Игорь Святославович бежал из плена в 1185 году,
следовательно, до его возвращения на Русь «Слово» появиться не могло. В 1187
году вернулся из плена Владимир Игоревич вместе с молодой супругой Кончаковной
и маленьким сыном, а «Слово» в заключительной части провозглашает здравицу и в
честь этого князя. Этими данными и определяются хронологические рамки написания
«Слова о полку Игореве». [1]

Но существует и другая версия. А. А. Горский в
своей статье «Проблема даты создания «Слова о полку Игореве», опираясь на
исследования ученых в советское время, выделял четыре точки зрения относительно
даты создания «Слова»:

1185;

1187;

1194-1196;

1198-1199.

Первая точка зрения принадлежит Б. А. Рыбакову и
обосновывается двумя аргументами.
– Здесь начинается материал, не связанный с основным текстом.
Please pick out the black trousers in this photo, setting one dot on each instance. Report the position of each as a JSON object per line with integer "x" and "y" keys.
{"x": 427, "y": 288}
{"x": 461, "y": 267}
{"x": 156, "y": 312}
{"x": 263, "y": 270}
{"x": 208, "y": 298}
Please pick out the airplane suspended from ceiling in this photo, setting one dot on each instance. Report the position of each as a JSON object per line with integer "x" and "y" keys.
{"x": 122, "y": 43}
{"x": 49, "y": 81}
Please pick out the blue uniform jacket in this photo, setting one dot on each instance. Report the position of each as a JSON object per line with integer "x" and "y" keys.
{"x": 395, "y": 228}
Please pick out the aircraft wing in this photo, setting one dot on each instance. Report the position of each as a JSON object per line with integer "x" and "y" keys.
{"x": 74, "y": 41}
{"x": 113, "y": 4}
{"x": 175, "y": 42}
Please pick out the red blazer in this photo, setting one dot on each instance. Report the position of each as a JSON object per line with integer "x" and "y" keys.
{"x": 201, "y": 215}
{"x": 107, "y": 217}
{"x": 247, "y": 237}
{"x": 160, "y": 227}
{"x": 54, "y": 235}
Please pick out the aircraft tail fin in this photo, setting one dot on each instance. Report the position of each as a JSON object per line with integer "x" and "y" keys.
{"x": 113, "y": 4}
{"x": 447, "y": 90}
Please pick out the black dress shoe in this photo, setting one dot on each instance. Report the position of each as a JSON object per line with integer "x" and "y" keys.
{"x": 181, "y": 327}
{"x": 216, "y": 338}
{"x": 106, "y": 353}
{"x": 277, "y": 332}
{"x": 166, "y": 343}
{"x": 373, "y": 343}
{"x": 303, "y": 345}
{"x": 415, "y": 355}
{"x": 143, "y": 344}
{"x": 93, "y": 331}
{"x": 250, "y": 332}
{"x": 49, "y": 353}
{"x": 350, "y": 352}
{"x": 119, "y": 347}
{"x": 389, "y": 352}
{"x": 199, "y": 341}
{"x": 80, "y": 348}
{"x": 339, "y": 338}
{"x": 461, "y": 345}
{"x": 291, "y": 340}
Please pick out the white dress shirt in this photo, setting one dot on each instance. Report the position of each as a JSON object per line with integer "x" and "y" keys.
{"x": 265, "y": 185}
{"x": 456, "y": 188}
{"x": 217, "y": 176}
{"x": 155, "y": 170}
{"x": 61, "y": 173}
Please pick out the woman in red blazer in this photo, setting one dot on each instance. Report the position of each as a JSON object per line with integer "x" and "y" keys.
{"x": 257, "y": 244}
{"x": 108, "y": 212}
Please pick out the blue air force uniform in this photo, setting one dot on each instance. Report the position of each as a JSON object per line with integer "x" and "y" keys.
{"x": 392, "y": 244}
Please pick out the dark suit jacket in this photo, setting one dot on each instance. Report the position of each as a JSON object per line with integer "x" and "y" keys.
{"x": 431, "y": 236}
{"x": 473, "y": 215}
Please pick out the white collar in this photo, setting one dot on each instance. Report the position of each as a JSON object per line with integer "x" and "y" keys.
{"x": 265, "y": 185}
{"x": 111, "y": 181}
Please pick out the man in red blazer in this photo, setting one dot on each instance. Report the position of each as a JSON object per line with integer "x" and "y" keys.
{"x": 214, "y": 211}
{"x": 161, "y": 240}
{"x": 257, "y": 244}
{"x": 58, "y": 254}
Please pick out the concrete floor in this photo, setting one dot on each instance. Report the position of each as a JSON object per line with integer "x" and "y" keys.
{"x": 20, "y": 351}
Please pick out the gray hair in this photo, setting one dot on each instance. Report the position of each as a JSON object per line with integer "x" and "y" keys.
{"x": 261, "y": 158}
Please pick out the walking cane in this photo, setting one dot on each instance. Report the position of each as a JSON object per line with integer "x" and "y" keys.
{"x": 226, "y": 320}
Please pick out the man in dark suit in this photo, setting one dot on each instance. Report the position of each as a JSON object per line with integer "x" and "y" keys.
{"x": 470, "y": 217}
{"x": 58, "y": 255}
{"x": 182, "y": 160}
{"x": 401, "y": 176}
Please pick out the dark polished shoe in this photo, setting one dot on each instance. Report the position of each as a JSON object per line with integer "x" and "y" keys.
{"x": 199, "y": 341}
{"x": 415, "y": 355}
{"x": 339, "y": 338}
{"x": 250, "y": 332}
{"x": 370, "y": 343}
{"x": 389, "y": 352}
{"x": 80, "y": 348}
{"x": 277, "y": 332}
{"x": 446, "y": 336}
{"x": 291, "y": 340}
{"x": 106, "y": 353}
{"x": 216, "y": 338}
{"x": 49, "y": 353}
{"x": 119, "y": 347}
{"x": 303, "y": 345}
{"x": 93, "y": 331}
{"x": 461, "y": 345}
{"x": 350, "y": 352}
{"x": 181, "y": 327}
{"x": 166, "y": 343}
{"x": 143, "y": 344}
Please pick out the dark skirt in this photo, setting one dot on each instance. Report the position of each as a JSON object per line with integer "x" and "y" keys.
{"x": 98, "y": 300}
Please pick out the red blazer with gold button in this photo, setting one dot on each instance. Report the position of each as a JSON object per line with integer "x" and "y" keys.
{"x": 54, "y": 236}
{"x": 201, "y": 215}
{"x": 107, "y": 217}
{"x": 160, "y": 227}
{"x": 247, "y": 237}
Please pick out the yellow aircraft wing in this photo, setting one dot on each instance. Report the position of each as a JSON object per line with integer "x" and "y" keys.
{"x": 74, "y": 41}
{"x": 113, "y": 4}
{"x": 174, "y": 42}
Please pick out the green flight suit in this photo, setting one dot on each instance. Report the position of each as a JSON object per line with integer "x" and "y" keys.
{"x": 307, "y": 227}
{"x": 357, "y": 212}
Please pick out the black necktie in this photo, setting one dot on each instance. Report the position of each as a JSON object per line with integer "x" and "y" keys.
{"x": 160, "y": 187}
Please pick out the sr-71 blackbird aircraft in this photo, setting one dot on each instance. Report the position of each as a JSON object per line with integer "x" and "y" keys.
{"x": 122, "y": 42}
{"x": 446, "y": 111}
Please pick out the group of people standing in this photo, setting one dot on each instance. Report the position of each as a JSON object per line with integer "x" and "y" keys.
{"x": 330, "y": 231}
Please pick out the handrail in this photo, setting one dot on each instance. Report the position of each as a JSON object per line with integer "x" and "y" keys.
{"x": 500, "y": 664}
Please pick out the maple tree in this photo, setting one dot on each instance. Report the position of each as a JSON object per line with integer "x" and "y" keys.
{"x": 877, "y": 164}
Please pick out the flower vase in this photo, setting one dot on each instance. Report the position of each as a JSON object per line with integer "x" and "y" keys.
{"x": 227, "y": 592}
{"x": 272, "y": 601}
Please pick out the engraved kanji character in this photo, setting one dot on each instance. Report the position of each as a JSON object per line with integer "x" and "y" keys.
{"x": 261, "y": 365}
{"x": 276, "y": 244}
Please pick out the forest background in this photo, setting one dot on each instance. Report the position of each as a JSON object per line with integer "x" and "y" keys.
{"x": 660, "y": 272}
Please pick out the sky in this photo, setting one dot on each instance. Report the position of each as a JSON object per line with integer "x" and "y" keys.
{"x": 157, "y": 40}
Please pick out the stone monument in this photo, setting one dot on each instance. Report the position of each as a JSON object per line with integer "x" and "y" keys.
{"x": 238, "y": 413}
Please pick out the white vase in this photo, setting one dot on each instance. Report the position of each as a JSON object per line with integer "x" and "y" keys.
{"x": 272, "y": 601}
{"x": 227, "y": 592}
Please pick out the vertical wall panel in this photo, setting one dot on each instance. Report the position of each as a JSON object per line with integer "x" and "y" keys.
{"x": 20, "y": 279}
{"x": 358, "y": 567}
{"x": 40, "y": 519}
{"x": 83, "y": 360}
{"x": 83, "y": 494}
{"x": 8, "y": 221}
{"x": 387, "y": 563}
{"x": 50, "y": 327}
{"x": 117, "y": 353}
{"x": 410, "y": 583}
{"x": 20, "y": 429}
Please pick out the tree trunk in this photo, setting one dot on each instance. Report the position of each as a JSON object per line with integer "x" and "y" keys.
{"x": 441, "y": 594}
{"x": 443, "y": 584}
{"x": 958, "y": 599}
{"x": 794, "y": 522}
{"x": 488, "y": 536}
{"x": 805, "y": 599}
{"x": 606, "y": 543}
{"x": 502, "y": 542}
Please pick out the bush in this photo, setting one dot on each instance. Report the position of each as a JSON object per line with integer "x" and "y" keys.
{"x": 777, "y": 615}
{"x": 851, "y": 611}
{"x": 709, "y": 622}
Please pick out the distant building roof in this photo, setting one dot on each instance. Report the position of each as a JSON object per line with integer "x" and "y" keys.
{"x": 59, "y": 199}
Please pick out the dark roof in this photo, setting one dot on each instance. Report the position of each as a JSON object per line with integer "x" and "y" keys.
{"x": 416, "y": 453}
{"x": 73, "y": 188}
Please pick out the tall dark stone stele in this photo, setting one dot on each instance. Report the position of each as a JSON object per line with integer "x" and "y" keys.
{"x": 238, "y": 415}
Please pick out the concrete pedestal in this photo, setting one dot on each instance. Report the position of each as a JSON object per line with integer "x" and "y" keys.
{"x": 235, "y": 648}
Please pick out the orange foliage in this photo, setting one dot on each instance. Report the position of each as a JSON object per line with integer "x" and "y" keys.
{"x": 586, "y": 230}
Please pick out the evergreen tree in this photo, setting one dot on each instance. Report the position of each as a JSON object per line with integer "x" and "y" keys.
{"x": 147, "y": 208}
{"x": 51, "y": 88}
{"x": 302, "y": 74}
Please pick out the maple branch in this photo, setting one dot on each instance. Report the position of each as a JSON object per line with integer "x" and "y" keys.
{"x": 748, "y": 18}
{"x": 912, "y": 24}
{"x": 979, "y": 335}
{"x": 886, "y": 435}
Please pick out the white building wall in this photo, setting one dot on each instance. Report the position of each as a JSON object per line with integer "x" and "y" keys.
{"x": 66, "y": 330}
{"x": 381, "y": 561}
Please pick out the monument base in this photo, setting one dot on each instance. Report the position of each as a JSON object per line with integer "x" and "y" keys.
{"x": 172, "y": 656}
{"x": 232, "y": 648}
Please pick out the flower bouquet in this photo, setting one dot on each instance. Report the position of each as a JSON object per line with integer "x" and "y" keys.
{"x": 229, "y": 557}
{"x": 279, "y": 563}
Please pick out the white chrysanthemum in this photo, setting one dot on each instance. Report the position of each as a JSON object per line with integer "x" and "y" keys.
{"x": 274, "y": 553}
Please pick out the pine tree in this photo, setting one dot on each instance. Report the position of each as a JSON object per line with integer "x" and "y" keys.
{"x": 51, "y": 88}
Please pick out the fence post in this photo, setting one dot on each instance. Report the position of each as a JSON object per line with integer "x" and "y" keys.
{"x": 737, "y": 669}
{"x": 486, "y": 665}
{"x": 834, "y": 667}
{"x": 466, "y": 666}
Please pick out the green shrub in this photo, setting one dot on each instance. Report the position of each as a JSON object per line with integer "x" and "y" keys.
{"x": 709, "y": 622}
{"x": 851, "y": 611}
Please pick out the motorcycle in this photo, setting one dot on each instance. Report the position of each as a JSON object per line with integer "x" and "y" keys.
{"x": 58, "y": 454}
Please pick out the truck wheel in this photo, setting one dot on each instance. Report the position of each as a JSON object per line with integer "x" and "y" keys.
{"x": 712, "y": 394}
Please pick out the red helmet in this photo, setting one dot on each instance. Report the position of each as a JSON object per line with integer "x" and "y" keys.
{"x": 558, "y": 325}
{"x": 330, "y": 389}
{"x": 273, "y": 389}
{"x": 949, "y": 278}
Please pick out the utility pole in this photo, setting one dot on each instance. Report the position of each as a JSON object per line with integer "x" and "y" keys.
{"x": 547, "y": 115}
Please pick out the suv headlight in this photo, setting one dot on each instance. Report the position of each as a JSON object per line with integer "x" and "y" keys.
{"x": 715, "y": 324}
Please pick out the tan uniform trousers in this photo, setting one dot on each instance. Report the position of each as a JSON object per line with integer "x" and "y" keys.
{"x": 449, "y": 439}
Один из них общего плана — актуальность
«Слова» в условиях половецкого нашествия 1185
г., явившегося результатом поражения Игоря.
 Аргумент
этот достаточно весом, но сам по себе, без подкрепления его конкретными
датирующими данными, он не может служить доказательством, поскольку тема борьбы
с половцами оставалась актуальной и в последующие годы. Конкретным же
аргументом является наименование в «Слове» рязанских князей Глебовичей
«шереширами» Всеволода Юрьевича Суздальского. Поскольку летом 1185
г. Глебовичи вышли из повиновения Всеволода, постольку позже 1185
г. их уже нельзя было изображать его вассалами.
 Между
тем исследователи поэмы давно уже отметили в тексте место, позволяющее
утверждать, что в 1185 г. «Слово», в том виде, в каком оно дошло до нас, не
могло быть написано. Это диалог Кончака и Гзака, едущих по следам Игоря. В этом
диалоге упоминается о возможном браке Владимира Игоревича с Кончаковной,
который можно было бы отнести к 1185 г. (поскольку они были сосватаны до
похода). Однако в диалоге есть фраза: «Аще его опутаевѣ
 красною
дѣвицею, ни нама будетъ сокольца, ни нама красны дѣвице», — которая содержится
явный намек на возвращение Владимира с Кончаковной из половецкого плена на
Русь, после которого половецкая княжна и ее ребенок от Владимира были крещены и
произошло венчание Владимира и Кончаковны. События эти относятся к 1188
г.

Версия о написании «Слова» в 1187 году тоже имеет
ряд несоответствий. В Ипатьевской летописи сообщения о смерти Ярослава и
возвращении Владимира действительно помещены под одним и тем же 6695 мартовским
годом. Смерть Ярослава датируется 1-м октября. О возвращении Владимира
говорится ниже, но датируется оно августом — сентябрем (по соотнесению с датами
заключения браков между Верхуславой, дочерью Всеволода Суздальского, и
Ростиславом Рюриковичем и Святослава Игоревича с дочерью Рюрика Ростиславича —
о возвращении Владимира сказано, что оно произошло «тогда же»).
 Однако
Н. Г. Бережков доказал, что в статье 6695
г. Ипатьевской летописи произошло совмещение статей 6695 и 6696 мартовских
годов, и часть статьи, содержащая рассказ о смерти Ярослава, говорит о событиях
1187/88 г., а часть статьи с рассказом о свадьбах и возвращении Владимира
излагает события 1188/89 г. (в Лаврентьевской летописи о Ярославе говорится под
6696, а о браке Верхуславы с Ростиславом — под 6697 ультрамартовскими годами).
 Таким
образом, единственный аргумент в пользу датировки «Слова» 1187 годом теряет
силу, поскольку Владимир Игоревич вернулся из половецкого плена в августе —
сентябре 1188 г., т. е. почти через год после смерти Ярослава Осмомысла.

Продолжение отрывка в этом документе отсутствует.